6.A repeated failure to heed the verbal warnings of the Scoutmaster or ASM may result in the Scout being suspended from regular meetings and/or special activities pending review of the Scout’s status by the Troop Committee.    The parent or guardian of a Scout will be notified in the event that the Scoutmaster recommends this committee review of the Scout’s status.

7.The Troop Committee will schedule a review of the Scout’s status and will notify the Scout and his parent or guardian of the date of the review. The Troop Committee may take any of the above actions and/or require the Scout to leave the Troop.

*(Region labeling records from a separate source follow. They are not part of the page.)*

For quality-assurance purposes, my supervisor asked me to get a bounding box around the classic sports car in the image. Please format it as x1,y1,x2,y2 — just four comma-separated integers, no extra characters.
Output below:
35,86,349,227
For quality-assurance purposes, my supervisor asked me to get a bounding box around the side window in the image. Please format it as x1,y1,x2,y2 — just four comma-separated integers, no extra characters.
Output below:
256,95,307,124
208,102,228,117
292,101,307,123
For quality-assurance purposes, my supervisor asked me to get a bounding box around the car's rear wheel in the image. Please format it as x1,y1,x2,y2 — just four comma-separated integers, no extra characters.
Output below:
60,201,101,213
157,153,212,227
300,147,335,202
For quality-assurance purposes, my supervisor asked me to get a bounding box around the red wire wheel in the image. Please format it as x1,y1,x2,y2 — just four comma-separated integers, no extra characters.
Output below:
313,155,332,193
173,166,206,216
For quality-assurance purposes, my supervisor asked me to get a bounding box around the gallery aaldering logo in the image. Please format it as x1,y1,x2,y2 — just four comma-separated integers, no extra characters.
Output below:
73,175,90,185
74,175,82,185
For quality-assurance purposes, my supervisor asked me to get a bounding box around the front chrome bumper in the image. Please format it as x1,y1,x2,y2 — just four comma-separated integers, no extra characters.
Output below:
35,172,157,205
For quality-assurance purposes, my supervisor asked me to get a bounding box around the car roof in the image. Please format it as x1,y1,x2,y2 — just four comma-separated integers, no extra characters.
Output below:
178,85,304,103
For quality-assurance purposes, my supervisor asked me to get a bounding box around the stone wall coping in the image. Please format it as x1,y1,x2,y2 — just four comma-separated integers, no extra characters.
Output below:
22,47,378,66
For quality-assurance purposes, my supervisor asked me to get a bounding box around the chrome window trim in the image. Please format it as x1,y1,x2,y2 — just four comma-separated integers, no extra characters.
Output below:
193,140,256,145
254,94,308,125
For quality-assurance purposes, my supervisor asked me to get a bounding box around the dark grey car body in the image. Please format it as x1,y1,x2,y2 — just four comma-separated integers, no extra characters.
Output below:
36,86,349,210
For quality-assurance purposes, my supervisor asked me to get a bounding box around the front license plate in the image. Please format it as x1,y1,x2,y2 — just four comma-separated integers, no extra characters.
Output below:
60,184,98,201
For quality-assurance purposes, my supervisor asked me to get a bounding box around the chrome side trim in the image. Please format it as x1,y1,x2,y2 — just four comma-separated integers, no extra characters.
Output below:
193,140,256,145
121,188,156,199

Breeches of the scout law should be discussed during Scoutmaster Conferences and rank advancement can be delayed if a scout has not shown progress in correcting an infraction. In some cases, a scout may be asked to relinquish a leadership role that they currently hold.  The Scoutmaster and Assistant Scoutmasters should consult with each other and reach consensus on discussing behavioral issues with scouts.  Significant infractions should be documented by the Scoutmaster or Assistant Scoutmaster and maintained as part of the Troop Advancement Records. In some cases, a scout and/or parent may be asked to submit a written commitment to correct and infraction, before being allowed to continue in the Troop.

The Scoutmaster and Troop Committee hope that these steps will not have to be invoked. The Troop, however, will not tolerate behavior that disrupts the Troop, sets a bad example to other scouts, creates unsafe conditions, is a hazard to members of the Troop, or otherwise threatens Troop activities.  The Troop Committee, Scoutmaster, and Assistant Scoutmasters will provide training and guidance on how to handle discipline, to the junior and senior youth leaders of the Troop.

Discipline for scouts with disabilities

Scouts with disabilities including learning disorders like ADD, ADHD, autism etc. will be expected to follow the guidelines for discipline.  It is the responsibility of the parent of a scout with a learning disability to make the Scoutmaster aware of the disability. Unit rules should be discussed with the parents and the scout. The Scout leader should work with the scout and his or her parents to establish a behavioral plan that will enable the scout to maintain appropriate behavior.  The Scout leader should explain consequences for the Scout’s failure to maintain appropriate behavior to the parents and the Scout.  Such consequences can include sitting out games, suspensions, from a unit meeting or campout etc.